Spoleto's San Salvatore Church is one of the Longobard monuments included in Longobards in Italy, Places of the Power, UNESCO World Heritage site. In this article Rebecca Winke, Brigolante Guest Apartments in Umbria, shares an inside look at the ancient church of San Salvatore:
Churches and monasteries dating from the Longobard period (568-774 AD) are easily overlooked — the later Romanesque and Renaissance cathedrals, with their intricate stonework, breathtaking mosaics, and delicate frescoes, are usually the big crowd pleasers.
That said, the venerable paleo-Christian architecture typical of this transitional period between Antiquity and the Middle Ages is beginning to receive the attention it deserves.

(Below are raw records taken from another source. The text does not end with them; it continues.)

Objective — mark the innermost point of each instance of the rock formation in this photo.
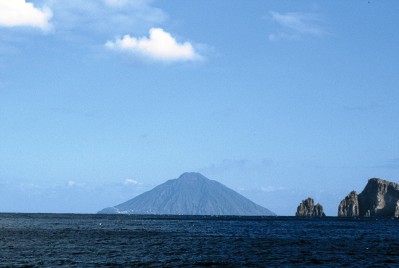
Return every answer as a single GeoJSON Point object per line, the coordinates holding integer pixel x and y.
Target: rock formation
{"type": "Point", "coordinates": [190, 194]}
{"type": "Point", "coordinates": [349, 207]}
{"type": "Point", "coordinates": [380, 198]}
{"type": "Point", "coordinates": [308, 209]}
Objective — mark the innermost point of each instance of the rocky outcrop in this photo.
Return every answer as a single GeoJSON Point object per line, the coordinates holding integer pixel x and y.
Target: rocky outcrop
{"type": "Point", "coordinates": [380, 198]}
{"type": "Point", "coordinates": [308, 209]}
{"type": "Point", "coordinates": [349, 207]}
{"type": "Point", "coordinates": [190, 194]}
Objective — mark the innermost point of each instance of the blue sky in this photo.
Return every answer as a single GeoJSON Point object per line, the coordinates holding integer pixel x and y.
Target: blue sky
{"type": "Point", "coordinates": [279, 100]}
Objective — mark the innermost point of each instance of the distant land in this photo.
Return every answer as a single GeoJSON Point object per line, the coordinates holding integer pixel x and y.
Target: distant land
{"type": "Point", "coordinates": [190, 194]}
{"type": "Point", "coordinates": [380, 198]}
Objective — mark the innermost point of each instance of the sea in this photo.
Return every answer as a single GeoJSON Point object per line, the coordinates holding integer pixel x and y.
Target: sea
{"type": "Point", "coordinates": [78, 240]}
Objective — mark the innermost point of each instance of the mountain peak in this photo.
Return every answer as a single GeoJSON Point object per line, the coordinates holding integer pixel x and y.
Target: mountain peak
{"type": "Point", "coordinates": [190, 194]}
{"type": "Point", "coordinates": [192, 176]}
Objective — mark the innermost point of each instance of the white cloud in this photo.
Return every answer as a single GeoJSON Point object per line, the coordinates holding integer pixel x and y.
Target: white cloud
{"type": "Point", "coordinates": [130, 182]}
{"type": "Point", "coordinates": [295, 24]}
{"type": "Point", "coordinates": [15, 13]}
{"type": "Point", "coordinates": [160, 45]}
{"type": "Point", "coordinates": [116, 3]}
{"type": "Point", "coordinates": [271, 189]}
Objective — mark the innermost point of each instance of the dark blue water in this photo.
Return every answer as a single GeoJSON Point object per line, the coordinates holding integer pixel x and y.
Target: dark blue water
{"type": "Point", "coordinates": [122, 240]}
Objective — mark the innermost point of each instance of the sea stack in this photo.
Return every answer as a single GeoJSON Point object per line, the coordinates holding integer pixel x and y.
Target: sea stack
{"type": "Point", "coordinates": [190, 194]}
{"type": "Point", "coordinates": [308, 209]}
{"type": "Point", "coordinates": [380, 198]}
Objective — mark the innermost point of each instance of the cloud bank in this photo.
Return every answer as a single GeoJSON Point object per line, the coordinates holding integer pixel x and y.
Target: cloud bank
{"type": "Point", "coordinates": [160, 46]}
{"type": "Point", "coordinates": [294, 25]}
{"type": "Point", "coordinates": [17, 13]}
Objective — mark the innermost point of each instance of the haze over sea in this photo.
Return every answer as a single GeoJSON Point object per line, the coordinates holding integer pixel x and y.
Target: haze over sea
{"type": "Point", "coordinates": [101, 100]}
{"type": "Point", "coordinates": [133, 240]}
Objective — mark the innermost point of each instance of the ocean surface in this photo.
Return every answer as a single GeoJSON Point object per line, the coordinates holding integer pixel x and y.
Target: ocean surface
{"type": "Point", "coordinates": [153, 241]}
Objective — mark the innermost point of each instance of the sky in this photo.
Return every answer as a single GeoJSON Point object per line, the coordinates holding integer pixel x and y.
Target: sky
{"type": "Point", "coordinates": [102, 100]}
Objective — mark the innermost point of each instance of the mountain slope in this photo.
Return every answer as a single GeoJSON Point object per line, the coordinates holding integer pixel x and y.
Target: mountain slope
{"type": "Point", "coordinates": [190, 194]}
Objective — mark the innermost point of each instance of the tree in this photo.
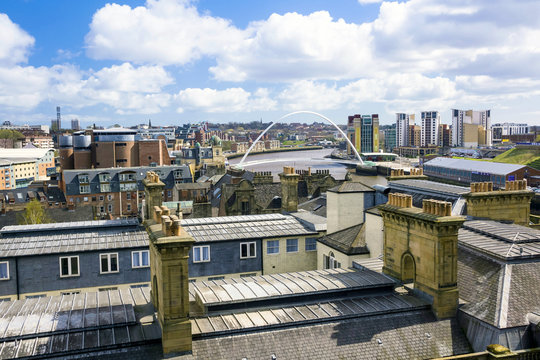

In June of 2011 a network of Longobard monuments in Italy were listed among UNESCO’s World Heritage sites (Longobards in Italy, Places of the Power), including the church of San Salvatore in Spoleto.
Perhaps one of the most unfairly unsung churches in the region, San Salvatore is an outstanding example of one of the hallmarks of Longobard architecture: pilfering. As the Roman empire came to an end and Christianity began to spread, early churches often incorporated architectural elements plucked from surrounding abandoned villas and pagan temples. The remarkably well-preserved San Salvatore, dating from the late 4th century, features both re-used Roman architectural elements and Medieval stonework emulating the Classical style.
The use of Roman fragments is evident immediately in the facade, the upper portion of which features three windows with cornices reminiscent of Classical aedicules, and underneath three portals adorned with elaborate Classical-style floral reliefs.